I am new here. I had a question which I hope some can help me with. I played a gig last Saturday and I have an Ampeg SVT-350. The sound Engineer at the venue did not want to hook up the balanced out from the amp to the main board because he claimed that Ampeg DTIs are known to be "bad". I try to research this on the Internet and found nothing. Does anyone have a clue what he was talking about? Needless to say he plugged my bass directly into a direct box of his and then plugged that into the main board. I enjoy the sound my bass gets with my Ampeg and was frustrated by this. Thanks. Scott
Some soundmen are frightened by amp DI's, yet they have no problem plugging you into a $30 BSS or Behringer POS. In the old days, I remember built-in DI's as being noisy, but nowadays, that problem has long been fixed in pretty much every amp. I've gotten in a couple arguments about it in my day, but really, there's not much you can do other than put your foot down and insist. This can work against you, though, if the soundman works for the venue and blabs to the owner about you being difficult.

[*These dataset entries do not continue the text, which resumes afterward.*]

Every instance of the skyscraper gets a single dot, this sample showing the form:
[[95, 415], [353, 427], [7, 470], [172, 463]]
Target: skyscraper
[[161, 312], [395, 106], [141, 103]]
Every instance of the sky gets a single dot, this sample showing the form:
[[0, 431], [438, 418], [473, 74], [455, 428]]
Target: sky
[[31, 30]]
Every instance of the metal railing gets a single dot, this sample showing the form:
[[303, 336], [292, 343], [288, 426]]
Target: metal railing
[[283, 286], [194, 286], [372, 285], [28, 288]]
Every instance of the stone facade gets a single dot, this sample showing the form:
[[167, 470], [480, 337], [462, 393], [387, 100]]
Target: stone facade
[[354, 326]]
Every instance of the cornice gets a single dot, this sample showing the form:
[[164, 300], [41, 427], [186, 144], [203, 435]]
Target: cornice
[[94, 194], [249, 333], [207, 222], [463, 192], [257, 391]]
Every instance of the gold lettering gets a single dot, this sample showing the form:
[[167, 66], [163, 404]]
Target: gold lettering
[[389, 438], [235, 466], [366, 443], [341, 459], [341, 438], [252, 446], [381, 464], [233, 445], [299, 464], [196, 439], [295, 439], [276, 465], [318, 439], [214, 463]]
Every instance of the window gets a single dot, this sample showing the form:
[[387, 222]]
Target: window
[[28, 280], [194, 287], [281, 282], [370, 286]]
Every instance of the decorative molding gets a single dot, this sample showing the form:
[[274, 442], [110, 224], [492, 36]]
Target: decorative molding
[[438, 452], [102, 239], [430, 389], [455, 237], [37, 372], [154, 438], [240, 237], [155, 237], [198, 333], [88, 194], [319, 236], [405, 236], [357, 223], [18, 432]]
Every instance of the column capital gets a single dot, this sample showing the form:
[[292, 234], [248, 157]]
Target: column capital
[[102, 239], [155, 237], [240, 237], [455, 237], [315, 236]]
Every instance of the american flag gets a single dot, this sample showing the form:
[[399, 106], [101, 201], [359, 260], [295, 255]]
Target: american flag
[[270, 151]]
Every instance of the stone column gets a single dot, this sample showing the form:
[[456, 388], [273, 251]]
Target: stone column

yeah sometimes i have problems dealing with soundguys. i bought a 2 stingrays and a behringer sans amp clone to help deal with it, when needed. all is great if i can: plug my fender bass into my zoom B2, and then into my GK1001rbII, and then they use the GK's DI (post EQ). usually this is not a problem and most soundguys are cool. my sound goes to the board. happy happy! after trail and error, I found decent B2 settings that compliment my fender basses and GK head. i use my zoom B2 to slighly pad (with limiting/volume) the input signal of my hot active basses (my Fenders have EMGs) because the GKs input gain is quite touchy, and the amp's pad is too drastic. i also use a touch of the zoom's eq to compliment the GK's eq and the use of 5 string switch (12+ db at 20Hz) which adds a lot of low end. ...but this all goes out the window if a soundman won't use my head's DI. so now, just using my zoom B2 (with the limiting and EQ) into a direct box makes my sound a little anemic because it is designed to be fed into the GK. i learned a way around it, by using my stingrays and not my fenders. then i can replicate boost and cut the EQs that my GK head would of done in conjunction with the zoom B2. on church gigs (which are almost always straight to DI). i use the behringer sansamp thing to also replicate the EQ/ gain vol needed, especially if i know the soundguy is inexperienced (often happens at churches). i also find it odd that a club will favor a $30 DI box over a $800 amp's DI.
I posted about this exact issue a month or two ago, and JimmyM contributed to that one as well. A soundguy at a big-name place in LA told me he "hated" the balanced out from my SVT-AV and ran me through a cheap DI box, and it pretty much ruined my tone in the house. After doing some research, I found that the balanced out level on the SVT-CL (and -AV) is post-master volume, and I can see why a sound guy wouldn't necessarily want variable levels coming to his board (not that I change volume on stage anyway, but I see the argument). Sound-wise, I like the quality of my amps DI, so the volume thing is the only issue that I can guess a sound person would have with it. I'm not sure if your Ampeg's balanced out is set up similarly. I know, for example, the SVT-II Pro's balanced out gives a little more flexibility than my AV does. Regardless, my solution has been to insist on getting my cabinet mic'ed up. We have it in our stage plot and I ask them during load-in. They're usually OK with it.